Many commercial printers will offer additional discounts if they can print on press availability – a term that means printers can print at their convenience to fill press time. If you’re not in a hurry, you can realize an additional 15% to 20% savings by printing on press availability.

The following graph illustrates the cost-saving effect of soliciting multiple bids from a qualified supplier base.

Typical Price Variance When Requesting Multiple Quotes for Commercial Printing

(Source: EFI Print Management Solutions, formerly Printcafe)

Don’t let your print buyer get lazy. You owe it to yourself to make sure you’re getting the best available pricing.

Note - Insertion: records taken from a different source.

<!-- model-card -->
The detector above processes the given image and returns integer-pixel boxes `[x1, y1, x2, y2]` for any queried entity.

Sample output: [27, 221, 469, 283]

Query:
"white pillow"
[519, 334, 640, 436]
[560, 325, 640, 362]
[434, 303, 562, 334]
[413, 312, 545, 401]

Manage and Track Literature Usage

It’s not as hard as it sounds. In today’s Internet and database-driven world, literature requests and shipments can be easily and systematically tracked and monitored. Once you develop a usage history, use it to:

  • Determine reprint quantities that correlate to usage. Don’t print 10,000 brochures just because you printed 10,000 previously. According to industry statistics, 30% of all printed collateral goes to waste. By matching your reprint quantity to anticipated usage based on history, you can avoid wasting money on overprinting.
  • Match the printing method to the printing quantity. Just because you printed commercial offset the first time doesn’t mean you have to the next time. Often the first printing of a new item requires a large initial distribution. Monthly usage reports will tell you what you need to do for subsequent printings. If usage reports show decreased demand, consider lower cost alternatives such as laser printing or digital offset.
  • Eliminate printing. If only a handful of people are using an item, stop printing it. If it’s not a hot item, chances are a high quality, commercially printed piece isn’t necessary. Make it available by download only. Users can then print it from their desktop.

Aggressive management of this three-step process could easily save $50,000 or more on a $1 million dollar budget. Certainly you can think of something useful to do with this found money.